Home International Official chain interrupted when Dina Boluarte accepts her dismissal as president of Peru
Official chain interrupted when Dina Boluarte accepts her dismissal as president of Peru

The dismissed president of Peru Dina Boluarte He said goodbye to his position this Friday with a message to the nation that was cut off by all the television channels that were broadcasting it, including the state-run TV Perú, and in which he accepted his dismissal.

Boluarte issued a pre-recorded message in the Government Palace of Lima once the plenary session of Congress had approved by 122 votes in favor, out of a total of 130 parliamentarians, his immediate dismissal, declaring him with “permanent moral inability” to confront the rise of crime on a national scale.

The president appeared in one of the rooms of the Presidency headquarters escorted by her ministers, in a speech where she no longer wore the presidential sash, one of the attributes reserved for the head of state.

Boluarte began his message by accepting his dismissal and, immediately afterwards, began to list a series of facts and figures from his administration.
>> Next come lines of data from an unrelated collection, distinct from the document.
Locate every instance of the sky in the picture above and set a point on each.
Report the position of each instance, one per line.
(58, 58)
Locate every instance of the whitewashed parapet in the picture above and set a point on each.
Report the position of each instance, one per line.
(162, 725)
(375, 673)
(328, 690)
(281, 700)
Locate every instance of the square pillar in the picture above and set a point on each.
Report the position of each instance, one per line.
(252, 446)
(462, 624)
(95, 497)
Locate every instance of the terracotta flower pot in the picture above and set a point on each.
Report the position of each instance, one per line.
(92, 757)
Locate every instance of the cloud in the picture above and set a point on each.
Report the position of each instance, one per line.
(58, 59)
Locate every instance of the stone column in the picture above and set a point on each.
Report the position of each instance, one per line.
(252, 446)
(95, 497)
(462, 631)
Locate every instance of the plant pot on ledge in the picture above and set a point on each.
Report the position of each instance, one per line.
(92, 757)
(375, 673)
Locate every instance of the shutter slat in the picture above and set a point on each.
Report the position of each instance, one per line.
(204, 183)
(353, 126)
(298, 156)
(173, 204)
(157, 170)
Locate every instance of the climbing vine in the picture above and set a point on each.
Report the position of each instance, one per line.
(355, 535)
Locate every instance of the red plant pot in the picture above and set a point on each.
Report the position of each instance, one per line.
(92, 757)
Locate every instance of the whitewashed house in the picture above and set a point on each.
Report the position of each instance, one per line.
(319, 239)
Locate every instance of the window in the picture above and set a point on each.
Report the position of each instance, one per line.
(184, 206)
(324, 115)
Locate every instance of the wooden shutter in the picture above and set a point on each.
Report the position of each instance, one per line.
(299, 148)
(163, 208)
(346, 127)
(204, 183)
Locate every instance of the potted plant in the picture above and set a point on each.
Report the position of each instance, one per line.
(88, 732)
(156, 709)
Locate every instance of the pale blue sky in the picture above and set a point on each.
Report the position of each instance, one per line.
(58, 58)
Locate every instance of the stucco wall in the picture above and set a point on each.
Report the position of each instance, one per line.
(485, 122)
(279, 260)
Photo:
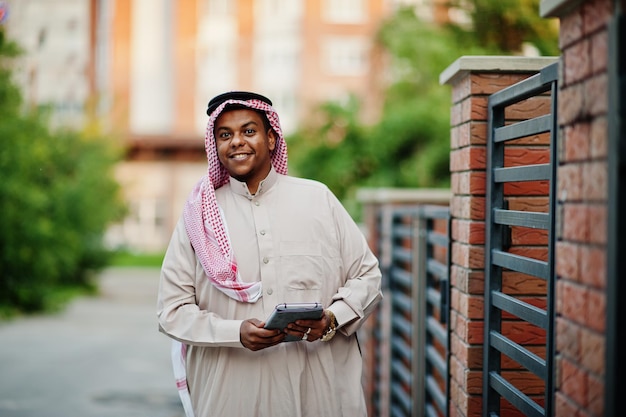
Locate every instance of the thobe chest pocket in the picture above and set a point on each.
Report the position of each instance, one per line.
(302, 265)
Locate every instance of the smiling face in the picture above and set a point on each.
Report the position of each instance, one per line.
(243, 145)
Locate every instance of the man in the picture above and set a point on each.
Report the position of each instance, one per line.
(250, 238)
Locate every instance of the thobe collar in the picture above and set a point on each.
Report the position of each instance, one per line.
(241, 188)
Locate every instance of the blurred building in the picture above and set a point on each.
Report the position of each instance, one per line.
(145, 69)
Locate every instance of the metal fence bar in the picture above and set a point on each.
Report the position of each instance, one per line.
(417, 280)
(498, 221)
(536, 172)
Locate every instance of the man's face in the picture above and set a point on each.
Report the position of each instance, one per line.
(243, 145)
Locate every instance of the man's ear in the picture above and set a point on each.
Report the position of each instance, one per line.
(271, 139)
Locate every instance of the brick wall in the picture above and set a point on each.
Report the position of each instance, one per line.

At that point, the message was taken off the airwaves.

Minutes later, he left the Government Palace in his official car in an unknown direction.
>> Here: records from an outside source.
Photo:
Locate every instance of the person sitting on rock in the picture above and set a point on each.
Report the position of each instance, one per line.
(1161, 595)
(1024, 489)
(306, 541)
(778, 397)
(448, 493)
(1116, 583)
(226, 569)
More than four hours after leaving the presidential palace, her whereabouts are unknown, since apparently she did not arrive at her home in the residential district of Surquillo in Lima, where no one was waiting for her on the street, a sign of being the most unpopular ruler in America with barely 3% approval.

Before his dismissal, rumors spread that Boluarte had allegedly explored the possibility of seeking asylum in the embassies of Argentina, Brazil or Ecuador.

Attention was focused above all on Ecuador, since it coincided that on Thursday the Minister of Foreign Affairs of Peru was in Quito for a new meeting of the Neighborhood Commission of both countries, together with his Ecuadorian counterpart, Gabriela Sommerfeld.

The possibility of asylum or escape from Peru was ruled out to the press by his personal lawyer, Juan Carlos Portugal.

However, dozens of people gathered in front of the Peruvian Embassy in Lima to protest against Boluarte and try to prevent the ousted president from entering the diplomatic headquarters of the neighboring country.

Boluarte faces at least eleven investigations by the Prosecutor’s Office for serious crimes against human rights and alleged corruption.

Among the events attributed to him is the death of more than 50 people during the repression of the wave of protests that demanded new elections after the arrest and preventive imprisonment of President Pedro Castillo, whom he succeeded as his vice president after the leftist carried out a failed coup attempt at the end of 2022.

Likewise, she is being investigated for allegedly receiving luxurious gifts such as undeclared Rolex watches, not reporting that she would be physically unable to hold office when she underwent a series of cosmetic surgeries, and allegedly covering up the escape of the leader of the Marxist party Perú Libre, with which she and Castillo won the 2021 elections.

The interim attorney general, Tomás Gálvez, anticipated that this Friday he will request that a judge prohibit Boluarte from leaving the national territory

The same right-wing parties that control the Peruvian Congress and that had supported her until now since she came to power, turned their backs on her and expressly dismissed her with a record vote in the recent history of these motions.

The majority of the leaders of these parties have presidential aspirations, such as Keiko Fujimori, daughter and political heir of former President Alberto Fujimori (1990-2000), or the ultra-conservative mayor of Lima Rafael López Aliaga, leader of the Popular Renewal party.

In his place, the president of Congress, José Jerí, of the right-wing Somos Perú, took over as interim head of state until the new elections already called for 2026.

Jerí is the seventh president of Peru since 2016, in a succession of leaders fallen due to political upheaval.